再度始まったヴィヴァルディの「調和の霊感」第八番の合奏で、波多野は何か企んでいるかのような素振りでコントラバスを弾き始めた。
(仕掛ける、って……波多野さん、一体何をするつもりなんだろう?)
千鶴は意味ありげな波多野の言葉が気になりつつ、先ほど吉浦に言われたことを思い出しながら演奏についていく。
(音量を出し過ぎず、弓幅をタイトに……って、今、波多野さんもそうやって弾いてる?)

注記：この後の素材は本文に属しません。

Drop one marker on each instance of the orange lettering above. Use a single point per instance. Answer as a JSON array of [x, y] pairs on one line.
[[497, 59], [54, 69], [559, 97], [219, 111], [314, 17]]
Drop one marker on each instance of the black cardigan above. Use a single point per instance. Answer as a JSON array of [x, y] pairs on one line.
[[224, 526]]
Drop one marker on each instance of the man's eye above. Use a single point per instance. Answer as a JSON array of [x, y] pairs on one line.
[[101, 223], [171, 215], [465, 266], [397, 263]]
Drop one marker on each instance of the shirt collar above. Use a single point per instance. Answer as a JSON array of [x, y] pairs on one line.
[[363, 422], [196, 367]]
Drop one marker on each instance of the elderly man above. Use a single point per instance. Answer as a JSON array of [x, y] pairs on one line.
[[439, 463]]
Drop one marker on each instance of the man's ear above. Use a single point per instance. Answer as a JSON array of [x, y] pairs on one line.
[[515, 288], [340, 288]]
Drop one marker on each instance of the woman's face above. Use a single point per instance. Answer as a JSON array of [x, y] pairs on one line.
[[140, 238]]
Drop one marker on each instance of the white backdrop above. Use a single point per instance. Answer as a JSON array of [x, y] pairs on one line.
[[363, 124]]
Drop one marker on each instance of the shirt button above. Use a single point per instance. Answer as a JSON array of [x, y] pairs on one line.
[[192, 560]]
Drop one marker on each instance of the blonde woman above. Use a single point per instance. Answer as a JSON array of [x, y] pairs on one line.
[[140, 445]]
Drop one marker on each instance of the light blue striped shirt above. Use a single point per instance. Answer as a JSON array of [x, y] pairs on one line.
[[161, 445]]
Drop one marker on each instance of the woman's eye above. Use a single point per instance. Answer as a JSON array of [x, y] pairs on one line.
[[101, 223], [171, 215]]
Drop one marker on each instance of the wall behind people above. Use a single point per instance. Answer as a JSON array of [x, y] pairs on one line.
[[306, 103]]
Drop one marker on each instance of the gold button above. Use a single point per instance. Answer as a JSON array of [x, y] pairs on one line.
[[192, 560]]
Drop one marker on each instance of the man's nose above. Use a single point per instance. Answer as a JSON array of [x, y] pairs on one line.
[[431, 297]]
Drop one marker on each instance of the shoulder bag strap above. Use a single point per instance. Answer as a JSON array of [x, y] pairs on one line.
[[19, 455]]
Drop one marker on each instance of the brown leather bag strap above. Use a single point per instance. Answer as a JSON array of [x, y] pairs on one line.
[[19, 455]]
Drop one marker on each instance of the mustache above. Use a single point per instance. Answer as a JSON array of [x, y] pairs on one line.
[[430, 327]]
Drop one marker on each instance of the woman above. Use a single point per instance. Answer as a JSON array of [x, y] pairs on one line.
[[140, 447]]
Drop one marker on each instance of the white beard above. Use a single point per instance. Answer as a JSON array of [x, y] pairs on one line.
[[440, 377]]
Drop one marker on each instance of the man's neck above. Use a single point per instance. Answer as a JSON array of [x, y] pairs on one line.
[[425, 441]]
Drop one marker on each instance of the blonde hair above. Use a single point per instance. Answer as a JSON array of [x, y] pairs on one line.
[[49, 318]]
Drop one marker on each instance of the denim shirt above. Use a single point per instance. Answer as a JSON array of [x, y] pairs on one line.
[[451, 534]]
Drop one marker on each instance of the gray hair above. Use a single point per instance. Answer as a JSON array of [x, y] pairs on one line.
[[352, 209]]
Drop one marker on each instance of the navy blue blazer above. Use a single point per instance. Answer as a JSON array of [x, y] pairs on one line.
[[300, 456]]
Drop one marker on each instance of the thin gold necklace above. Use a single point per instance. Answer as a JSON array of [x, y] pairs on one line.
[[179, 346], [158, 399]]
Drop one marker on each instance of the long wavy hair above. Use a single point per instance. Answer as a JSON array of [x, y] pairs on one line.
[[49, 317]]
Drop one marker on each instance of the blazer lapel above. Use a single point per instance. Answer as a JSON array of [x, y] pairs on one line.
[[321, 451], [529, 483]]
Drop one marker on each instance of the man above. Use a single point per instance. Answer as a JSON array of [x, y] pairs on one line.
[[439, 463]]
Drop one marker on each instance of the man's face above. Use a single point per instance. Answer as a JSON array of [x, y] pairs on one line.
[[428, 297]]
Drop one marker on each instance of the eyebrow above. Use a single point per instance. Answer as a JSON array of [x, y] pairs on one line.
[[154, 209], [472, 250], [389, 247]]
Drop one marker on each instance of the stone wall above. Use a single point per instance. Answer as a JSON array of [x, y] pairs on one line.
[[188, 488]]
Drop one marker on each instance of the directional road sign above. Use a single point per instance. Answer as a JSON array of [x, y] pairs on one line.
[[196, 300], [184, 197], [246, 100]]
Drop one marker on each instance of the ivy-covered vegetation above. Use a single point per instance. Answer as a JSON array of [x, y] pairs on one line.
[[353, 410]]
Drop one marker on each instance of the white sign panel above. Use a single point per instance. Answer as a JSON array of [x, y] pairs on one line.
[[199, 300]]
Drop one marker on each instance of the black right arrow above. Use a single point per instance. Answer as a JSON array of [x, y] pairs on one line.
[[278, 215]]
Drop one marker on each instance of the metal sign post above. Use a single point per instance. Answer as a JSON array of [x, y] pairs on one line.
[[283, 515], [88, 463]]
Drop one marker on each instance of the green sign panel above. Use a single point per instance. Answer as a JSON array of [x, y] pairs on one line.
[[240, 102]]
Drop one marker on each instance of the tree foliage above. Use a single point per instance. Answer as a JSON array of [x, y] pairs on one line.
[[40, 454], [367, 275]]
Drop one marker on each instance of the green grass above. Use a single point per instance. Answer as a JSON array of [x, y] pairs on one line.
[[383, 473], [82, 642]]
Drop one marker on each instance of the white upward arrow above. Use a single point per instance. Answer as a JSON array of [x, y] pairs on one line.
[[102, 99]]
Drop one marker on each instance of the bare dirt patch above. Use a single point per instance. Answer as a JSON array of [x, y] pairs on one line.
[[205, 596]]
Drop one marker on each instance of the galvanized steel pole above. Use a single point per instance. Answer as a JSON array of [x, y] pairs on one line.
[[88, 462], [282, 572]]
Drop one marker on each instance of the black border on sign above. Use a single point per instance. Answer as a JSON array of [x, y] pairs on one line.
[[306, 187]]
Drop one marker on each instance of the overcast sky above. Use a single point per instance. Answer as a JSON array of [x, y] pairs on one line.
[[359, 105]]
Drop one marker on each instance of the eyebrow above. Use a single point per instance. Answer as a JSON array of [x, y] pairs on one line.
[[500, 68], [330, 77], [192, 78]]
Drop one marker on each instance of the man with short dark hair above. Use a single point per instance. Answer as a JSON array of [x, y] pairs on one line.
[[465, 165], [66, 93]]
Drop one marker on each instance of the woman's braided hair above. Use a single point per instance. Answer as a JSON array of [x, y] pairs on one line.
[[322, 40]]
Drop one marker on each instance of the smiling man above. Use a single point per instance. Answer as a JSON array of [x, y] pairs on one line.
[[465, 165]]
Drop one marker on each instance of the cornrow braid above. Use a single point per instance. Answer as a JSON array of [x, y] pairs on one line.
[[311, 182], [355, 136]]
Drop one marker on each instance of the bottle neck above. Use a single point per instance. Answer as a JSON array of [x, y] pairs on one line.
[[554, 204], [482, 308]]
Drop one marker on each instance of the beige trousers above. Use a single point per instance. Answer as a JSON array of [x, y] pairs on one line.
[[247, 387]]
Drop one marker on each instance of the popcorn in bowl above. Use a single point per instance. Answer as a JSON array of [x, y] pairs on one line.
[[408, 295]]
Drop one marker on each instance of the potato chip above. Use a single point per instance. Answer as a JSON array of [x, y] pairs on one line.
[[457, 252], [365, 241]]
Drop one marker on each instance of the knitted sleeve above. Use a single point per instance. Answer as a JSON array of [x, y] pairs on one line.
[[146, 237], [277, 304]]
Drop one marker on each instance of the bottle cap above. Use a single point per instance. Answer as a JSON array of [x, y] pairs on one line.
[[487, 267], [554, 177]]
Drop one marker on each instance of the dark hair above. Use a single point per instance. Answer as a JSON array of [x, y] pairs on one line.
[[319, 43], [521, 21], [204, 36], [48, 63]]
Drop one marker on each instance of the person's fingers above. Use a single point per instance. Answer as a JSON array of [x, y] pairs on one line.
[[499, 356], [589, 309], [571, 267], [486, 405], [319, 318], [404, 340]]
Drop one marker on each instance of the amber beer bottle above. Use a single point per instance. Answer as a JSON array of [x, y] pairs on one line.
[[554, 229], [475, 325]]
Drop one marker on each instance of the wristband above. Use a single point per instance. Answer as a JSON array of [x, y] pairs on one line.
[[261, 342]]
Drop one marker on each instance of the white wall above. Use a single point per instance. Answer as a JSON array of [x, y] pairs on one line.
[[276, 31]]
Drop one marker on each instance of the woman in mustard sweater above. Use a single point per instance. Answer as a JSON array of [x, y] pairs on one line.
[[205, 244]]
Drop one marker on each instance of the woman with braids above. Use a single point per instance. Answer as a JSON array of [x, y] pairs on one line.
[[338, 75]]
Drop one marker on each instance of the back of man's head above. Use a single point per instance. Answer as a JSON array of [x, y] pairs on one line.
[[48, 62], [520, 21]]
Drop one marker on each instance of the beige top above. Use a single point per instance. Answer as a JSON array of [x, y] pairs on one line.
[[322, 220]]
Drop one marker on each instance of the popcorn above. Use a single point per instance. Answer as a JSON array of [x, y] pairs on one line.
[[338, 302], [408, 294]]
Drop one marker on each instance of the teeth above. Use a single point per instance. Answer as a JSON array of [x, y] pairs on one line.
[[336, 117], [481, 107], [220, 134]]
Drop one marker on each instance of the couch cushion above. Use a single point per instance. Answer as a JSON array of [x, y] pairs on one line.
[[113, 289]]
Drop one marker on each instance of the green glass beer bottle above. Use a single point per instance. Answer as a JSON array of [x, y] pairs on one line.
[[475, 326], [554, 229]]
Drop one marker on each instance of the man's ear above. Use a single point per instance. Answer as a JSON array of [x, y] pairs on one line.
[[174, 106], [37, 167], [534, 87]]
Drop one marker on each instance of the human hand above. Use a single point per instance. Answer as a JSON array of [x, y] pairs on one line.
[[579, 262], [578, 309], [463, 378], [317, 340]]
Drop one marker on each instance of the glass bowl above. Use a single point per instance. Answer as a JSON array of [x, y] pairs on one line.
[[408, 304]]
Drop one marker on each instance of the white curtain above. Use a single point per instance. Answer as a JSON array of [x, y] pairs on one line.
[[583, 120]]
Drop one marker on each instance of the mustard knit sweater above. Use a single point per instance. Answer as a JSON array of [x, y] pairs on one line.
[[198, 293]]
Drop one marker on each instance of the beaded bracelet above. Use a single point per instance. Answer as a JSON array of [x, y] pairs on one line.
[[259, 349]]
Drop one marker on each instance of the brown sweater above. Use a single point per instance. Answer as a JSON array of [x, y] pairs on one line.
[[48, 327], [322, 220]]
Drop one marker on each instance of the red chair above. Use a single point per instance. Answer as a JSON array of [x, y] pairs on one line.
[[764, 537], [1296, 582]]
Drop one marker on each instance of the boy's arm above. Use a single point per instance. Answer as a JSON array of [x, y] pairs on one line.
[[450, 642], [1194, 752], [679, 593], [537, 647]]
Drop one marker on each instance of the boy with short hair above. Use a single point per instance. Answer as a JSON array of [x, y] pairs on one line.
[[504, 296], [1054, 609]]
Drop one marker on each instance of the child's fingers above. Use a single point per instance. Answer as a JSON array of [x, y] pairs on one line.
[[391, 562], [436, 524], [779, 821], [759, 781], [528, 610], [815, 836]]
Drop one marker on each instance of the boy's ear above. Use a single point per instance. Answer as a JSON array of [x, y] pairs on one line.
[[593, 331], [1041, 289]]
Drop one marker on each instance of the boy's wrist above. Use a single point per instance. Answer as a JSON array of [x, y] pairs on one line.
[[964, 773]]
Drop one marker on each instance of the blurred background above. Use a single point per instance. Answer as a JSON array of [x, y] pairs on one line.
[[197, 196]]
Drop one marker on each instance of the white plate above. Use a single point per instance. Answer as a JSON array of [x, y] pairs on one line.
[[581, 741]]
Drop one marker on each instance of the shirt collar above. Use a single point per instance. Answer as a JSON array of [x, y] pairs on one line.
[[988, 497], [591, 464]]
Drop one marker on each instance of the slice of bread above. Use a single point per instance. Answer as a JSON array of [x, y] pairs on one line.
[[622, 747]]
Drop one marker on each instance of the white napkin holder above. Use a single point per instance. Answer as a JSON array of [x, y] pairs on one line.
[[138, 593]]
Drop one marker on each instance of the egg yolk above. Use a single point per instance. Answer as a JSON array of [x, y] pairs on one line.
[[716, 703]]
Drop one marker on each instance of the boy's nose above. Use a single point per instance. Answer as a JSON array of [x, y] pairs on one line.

何かを思い付いている様子の波多野の弓の動きは、先ほどの合奏より少しばかり往復する幅が短めで、弓の毛をコントラバスの弦に当てる場所もやや右手の手元に近い。
(あんな風に弾けばいいってこと?)
千鶴が波多野の弓の動きを真似てみると、千鶴が弾くコントラバスの音は先ほどの合奏より引き締まって、小節の中の八分音符単位ビートが鮮明になっていく。
波多野について行きながら弾く千鶴のコントラバスは、先ほどより軽快さを増し始めた。
吉浦は自分たちチェロパートの後ろで弾いている二人のコントラバスの奏者が立ち回りを少し変えてきたことに気付いた。チェロと同じフレーズを一オクターブ下で弾く低音が、引き締まってまとまった粒立ちでリズム浮き立たせる。
(おや、波多野さんがついているとはいえ、さっき指摘したことをすぐに直せるとは)
吉浦が気付いたことはそれだけではなかった。
波多野と千鶴が並んで弾くコントラバスが、車が少しずつアクセルを吹かすようにテンポをじりじりと上げようとしている。引っ張っているのは波多野だろう。客席に近い側のコントラバスは、明らかにわざと正しい拍よりほんの少しだけ飛び出し気味に弾いている。緩やかに加速しようとしているコントラバスの二人の挙動に、吉浦はチェロを弾きながら顔に出さずに首肯した。
(ふむ、さっきよりテンポを上げて、ソロ二人も含めたヴァイオリンどころかアンサンブル全体を加速させたいようね。……よろしい、乗ってあげましょう)
吉浦は休符でチェロの弓を持ち直すと、同じ譜面台を共有して弾いている智花に目配せをした。
低音の弦楽器の挙動が変わり始めたことに、凛々子はすぐに気付いた。アクセルのかかったテンポに、凛々子は難なく乗った。
(このテンポ感、智花さんとか吉浦先生じゃない。コントラバスのどちらかが、仕掛けてきたようね)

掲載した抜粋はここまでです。